The Pitt Center for Causal Modeling and Discovery will develop and disseminate tools that can find causal links in very large and complex biomedical data. Faculty in CMU’s Department of Philosophy, led by Clark Glymour, Alumni University Professor and founding chair, are key partners in this data science effort; and Nicholas Nystrom, director of strategic applications at the Pittsburgh Supercomputing Center, will work to optimize these tools for a high-performance computing environment.

The center includes a team that will develop and implement causal modeling and discovery algorithms, or processes, to support the data analyses of three separate investigative groups—each focusing on a distinct biomedical problem whose answer lies in a sea of data: cell signals that drive the development of cancer, the molecular basis of lung disease susceptibility and severity, and the functional connections within the human brain (the “connectome”).

Each project will act as a test bed for the development, rigorous testing, and refinement of analytic tools. When successful, these algorithms and software likely can be applied to other biomedical research questions. The center will provide free, open-source software that scientists all over the world can use with their own datasets to uncover causal biomedical relationships. Their feedback will further enhance the algorithms and software.

“The center also will be a training ground for the next generation of data scientists who will advance and accelerate the development and broader use of big-data science models and methods,” said center codirector Ivet Bahar, Distinguished Professor and John K. Vries Chair, Department of Computational and Systems Biology, Pitt School of Medicine.

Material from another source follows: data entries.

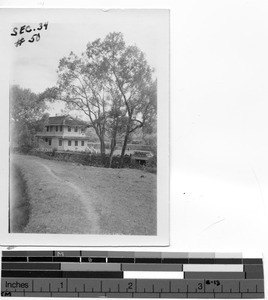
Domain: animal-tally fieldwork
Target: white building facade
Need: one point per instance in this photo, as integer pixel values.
(64, 133)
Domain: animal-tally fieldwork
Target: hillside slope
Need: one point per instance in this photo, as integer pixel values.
(64, 197)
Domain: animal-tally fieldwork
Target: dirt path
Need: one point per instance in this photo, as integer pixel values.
(90, 211)
(69, 198)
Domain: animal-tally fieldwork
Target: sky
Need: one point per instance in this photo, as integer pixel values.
(34, 64)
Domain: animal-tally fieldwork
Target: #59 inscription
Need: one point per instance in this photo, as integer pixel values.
(27, 29)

She added that the center will create educational materials, workshops, and online tutorials to facilitate the use of causal modeling and discovery algorithms by the broader scientific community. 

Other collaborators in the new center include the California Institute of Technology, Rutgers University, the University of Crete, and the University of North Carolina.

“Data creation in today’s research is exponentially more rapid than anything we anticipated even a decade ago,” said NIH Director Francis S. Collins. “Mammoth data sets are emerging at an accelerated pace in today’s biomedical research and these funds will help us overcome the obstacles to maximizing their utility. The potential of these data, when used effectively, is quite astounding.”